The de Courtivron Writing Prize encourages MIT undergraduates to explore these and related questions. A particularly creative and playful relationship with language—human language, not code—characterizes the 50 entries this year, which examine culture from many perspectives: generational, linguistic, gendered, racial, religious, political, historical, artistic, and even culinary. The poems, stories, essays, and memoirs include compelling accounts of the regret about familial languages lost or never learned; of lives enriched by fresh starts and disrupted by painful dislocations; of intrepid journeys toward coherent bicultural identities via the syntheses of cultural inheritance, adoption and creation. Each entry was compelling and distinct in its own way, and all testify to the complexity of experience MIT undergraduates bring to community every year.

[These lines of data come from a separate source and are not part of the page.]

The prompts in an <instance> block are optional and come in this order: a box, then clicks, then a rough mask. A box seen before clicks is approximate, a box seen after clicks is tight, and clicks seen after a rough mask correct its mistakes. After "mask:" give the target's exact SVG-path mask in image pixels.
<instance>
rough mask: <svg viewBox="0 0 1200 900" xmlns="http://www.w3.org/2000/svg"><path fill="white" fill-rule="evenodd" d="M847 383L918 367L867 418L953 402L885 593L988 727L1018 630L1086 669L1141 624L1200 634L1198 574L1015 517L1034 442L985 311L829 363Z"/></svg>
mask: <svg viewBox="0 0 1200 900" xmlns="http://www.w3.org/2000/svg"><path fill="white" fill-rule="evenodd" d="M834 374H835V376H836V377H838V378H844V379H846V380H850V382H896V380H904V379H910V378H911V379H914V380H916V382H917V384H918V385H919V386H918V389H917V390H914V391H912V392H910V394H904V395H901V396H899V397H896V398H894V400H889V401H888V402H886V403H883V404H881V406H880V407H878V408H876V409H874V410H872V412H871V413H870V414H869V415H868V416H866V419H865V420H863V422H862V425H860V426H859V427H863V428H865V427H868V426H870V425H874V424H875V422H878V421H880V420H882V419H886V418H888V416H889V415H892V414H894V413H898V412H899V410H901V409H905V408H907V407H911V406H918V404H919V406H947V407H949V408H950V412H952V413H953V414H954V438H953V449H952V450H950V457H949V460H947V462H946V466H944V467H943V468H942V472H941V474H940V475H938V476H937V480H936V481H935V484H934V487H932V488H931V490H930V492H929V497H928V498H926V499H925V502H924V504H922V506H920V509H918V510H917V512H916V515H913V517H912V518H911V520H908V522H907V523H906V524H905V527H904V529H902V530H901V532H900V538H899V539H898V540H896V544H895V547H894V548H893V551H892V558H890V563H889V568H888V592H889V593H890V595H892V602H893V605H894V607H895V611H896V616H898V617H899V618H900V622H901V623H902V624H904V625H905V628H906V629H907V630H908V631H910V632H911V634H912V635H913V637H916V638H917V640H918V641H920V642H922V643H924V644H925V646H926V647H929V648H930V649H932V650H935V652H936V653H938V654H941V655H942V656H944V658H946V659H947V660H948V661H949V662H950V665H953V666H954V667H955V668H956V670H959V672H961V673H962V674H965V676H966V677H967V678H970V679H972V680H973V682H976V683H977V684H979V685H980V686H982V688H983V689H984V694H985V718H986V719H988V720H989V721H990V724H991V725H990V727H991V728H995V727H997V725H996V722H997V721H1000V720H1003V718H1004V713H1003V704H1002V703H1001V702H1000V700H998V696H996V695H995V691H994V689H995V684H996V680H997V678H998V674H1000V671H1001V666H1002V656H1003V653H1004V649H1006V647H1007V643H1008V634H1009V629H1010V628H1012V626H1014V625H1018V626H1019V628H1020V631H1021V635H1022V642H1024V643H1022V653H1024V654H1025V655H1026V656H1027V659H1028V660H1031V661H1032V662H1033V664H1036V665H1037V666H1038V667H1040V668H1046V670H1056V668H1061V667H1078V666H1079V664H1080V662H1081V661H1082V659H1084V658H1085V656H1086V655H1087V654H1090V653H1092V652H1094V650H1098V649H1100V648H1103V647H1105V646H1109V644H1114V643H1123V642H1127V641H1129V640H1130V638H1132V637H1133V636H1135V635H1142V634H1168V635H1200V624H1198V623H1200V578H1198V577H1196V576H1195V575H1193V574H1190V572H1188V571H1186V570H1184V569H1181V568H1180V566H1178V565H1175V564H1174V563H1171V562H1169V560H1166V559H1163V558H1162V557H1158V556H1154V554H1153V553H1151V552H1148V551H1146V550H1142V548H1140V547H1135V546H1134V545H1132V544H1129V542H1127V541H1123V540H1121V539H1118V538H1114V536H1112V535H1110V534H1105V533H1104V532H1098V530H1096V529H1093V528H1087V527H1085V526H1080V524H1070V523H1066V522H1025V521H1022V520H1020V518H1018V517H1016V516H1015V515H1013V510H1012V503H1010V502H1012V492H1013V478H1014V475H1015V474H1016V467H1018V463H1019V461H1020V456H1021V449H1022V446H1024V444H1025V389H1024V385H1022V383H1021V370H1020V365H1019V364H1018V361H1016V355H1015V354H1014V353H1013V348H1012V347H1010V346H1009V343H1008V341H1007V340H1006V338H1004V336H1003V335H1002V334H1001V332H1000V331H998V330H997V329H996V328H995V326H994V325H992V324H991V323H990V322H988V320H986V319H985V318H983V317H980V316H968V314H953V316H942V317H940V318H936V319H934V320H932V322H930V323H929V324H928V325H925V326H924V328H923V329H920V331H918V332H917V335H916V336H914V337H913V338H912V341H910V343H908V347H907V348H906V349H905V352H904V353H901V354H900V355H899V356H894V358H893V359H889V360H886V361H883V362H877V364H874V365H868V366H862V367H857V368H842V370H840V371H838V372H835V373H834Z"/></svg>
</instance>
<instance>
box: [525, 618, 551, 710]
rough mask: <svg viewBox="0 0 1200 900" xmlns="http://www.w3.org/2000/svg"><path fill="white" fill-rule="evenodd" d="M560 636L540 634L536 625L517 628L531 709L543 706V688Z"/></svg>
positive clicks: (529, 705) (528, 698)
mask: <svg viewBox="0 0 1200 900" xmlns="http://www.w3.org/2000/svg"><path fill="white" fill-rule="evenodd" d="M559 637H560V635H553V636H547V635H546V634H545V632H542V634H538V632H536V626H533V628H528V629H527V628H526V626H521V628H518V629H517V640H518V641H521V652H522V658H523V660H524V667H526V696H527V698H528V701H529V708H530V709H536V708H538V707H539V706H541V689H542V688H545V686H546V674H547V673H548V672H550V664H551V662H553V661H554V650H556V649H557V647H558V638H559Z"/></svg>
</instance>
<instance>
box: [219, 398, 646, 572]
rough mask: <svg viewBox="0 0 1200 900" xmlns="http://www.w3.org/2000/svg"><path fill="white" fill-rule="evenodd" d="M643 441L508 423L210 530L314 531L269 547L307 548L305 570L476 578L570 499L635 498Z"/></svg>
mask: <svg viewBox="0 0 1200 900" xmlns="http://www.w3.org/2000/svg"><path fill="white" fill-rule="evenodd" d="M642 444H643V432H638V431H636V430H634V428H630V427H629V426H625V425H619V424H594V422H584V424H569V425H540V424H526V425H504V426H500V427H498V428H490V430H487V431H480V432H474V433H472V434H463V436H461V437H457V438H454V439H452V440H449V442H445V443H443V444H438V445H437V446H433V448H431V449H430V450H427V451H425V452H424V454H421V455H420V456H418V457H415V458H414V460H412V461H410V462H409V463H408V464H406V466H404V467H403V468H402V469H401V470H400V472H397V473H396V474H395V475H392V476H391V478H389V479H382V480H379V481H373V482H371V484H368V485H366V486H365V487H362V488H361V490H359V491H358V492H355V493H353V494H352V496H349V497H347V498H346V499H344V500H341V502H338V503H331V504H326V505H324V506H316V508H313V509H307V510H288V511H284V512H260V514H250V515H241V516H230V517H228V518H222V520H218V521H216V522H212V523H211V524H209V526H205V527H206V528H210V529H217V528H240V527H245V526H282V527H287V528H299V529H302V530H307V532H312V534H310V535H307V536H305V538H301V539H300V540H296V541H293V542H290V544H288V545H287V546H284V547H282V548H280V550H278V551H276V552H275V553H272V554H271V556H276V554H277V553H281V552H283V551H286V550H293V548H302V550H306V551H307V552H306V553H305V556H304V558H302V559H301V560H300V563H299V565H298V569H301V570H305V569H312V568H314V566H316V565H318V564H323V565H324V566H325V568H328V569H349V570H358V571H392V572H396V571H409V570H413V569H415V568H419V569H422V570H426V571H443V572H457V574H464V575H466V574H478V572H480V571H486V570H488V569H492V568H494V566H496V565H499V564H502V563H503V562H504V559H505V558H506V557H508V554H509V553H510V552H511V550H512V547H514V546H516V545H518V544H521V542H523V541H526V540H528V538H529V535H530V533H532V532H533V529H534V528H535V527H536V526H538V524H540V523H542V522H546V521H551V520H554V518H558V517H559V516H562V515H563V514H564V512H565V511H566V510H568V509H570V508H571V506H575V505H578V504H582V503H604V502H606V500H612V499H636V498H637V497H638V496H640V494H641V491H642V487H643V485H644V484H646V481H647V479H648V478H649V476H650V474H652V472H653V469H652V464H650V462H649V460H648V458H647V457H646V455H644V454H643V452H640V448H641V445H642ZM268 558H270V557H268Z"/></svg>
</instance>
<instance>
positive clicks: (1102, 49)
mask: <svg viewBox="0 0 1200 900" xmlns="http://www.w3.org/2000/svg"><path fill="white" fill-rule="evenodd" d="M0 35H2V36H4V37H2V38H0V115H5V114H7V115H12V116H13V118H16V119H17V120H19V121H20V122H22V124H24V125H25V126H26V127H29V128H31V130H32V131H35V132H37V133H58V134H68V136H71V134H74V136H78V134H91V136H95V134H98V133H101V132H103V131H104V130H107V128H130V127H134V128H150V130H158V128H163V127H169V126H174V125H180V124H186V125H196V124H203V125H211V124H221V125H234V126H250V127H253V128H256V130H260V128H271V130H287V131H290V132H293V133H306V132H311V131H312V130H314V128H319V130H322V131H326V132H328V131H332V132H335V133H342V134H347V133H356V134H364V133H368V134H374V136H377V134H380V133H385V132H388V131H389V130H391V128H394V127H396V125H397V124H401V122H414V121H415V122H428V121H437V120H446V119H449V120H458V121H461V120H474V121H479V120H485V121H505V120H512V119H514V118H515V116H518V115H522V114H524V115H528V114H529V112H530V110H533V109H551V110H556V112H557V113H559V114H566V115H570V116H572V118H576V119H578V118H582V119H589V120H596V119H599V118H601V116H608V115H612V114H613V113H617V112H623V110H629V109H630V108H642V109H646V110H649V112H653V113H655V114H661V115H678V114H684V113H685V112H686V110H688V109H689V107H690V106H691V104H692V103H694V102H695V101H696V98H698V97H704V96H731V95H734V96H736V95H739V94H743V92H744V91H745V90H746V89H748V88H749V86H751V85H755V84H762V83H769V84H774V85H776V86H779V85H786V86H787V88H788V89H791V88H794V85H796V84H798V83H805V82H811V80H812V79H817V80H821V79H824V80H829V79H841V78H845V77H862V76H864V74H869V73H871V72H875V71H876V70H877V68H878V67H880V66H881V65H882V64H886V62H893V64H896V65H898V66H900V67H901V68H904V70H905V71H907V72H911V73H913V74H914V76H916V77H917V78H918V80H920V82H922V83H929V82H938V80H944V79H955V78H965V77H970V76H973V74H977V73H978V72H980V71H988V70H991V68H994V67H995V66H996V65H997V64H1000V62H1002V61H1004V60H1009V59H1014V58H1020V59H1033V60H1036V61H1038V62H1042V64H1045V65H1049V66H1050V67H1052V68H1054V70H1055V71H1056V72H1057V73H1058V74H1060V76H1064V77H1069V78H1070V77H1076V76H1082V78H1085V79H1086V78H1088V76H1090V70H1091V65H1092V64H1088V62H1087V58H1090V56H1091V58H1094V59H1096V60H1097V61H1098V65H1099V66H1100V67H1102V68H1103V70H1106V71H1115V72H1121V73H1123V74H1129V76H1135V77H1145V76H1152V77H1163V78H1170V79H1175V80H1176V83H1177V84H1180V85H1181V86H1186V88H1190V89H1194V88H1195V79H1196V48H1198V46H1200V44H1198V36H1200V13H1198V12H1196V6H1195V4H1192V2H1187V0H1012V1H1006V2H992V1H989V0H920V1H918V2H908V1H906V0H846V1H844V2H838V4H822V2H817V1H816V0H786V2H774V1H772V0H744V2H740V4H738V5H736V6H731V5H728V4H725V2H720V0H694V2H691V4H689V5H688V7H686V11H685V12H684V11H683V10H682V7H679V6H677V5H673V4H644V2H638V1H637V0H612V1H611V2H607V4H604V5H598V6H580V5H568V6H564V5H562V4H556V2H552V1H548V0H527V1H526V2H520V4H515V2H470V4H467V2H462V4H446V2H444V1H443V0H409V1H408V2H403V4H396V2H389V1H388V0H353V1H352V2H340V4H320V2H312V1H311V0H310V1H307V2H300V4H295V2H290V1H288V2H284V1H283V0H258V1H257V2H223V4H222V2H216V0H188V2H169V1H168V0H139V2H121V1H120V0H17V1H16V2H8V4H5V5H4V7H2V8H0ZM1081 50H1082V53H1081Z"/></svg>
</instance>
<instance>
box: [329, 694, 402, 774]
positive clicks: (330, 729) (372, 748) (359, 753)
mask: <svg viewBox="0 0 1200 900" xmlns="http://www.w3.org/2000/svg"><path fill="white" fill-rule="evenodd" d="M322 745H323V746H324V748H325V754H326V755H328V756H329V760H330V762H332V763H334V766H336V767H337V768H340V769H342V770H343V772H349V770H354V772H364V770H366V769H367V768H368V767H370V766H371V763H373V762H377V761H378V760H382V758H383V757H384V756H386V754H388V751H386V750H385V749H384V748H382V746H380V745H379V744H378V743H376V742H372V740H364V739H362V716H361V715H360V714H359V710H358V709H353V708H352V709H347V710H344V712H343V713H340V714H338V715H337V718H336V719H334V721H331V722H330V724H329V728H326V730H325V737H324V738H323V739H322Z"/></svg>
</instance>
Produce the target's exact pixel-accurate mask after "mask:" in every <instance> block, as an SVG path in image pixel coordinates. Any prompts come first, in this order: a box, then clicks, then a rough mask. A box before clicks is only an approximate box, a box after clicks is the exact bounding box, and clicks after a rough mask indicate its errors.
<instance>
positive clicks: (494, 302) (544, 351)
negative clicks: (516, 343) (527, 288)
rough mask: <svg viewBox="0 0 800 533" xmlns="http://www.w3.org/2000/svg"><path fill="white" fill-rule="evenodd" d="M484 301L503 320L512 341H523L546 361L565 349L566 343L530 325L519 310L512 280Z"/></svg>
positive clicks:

The two winning entries, and the two runners-up, stand out for their grace and originality.
Eileen A. Liu, Class of 2024, Course 18, from Vestavia Hills, AL, was awarded First Prize for 命名 (The Name of Life). Liu’s open-hearted story explores the power and place of a person’s given name within one’s family genealogy. The first in her family to be born in the U.S, Aime/Emma struggles to identify her authentic self as a member of a loving extended family and of two compelling cultures across generations. She comes to embrace the synthesis that defines her, that is symbolized by her name(s), and that allows her to root for both “Team America and Team China.”
Laura Rosado, Class of 2022, Course 2A/21W, from New Haven, CT, was awarded Second Prize for I am two and one and nothing. In this uplifting memoir, Rosado, the monolingual American daughter of a Chinese mother and Puerto-Rican father, provides a compelling account of the people, languages, and locations that shaped her childhood. We come to appreciate the challenges of “trying to see double. . . . trying to plant roots in two worlds at once.” Rosado uses a vivid extended metaphor of learning to swim to convey how she is slowly coming to appreciate the complicated delights of, and to understand her place within, the broad, deep waters of her cultural inheritance. We are confident that she will “kick [her] legs and swim forward.”
Honorable Mention was awarded to Leyna Duong, Class of 2022, Course 5-7, from North Hollywood, CA, for Journey Back to the West.
Honorable Mention was awarded to Rona Wang, Class of 2022, Course 18, from Portland, OR, for “My grandmother sends me memes through WeChat.”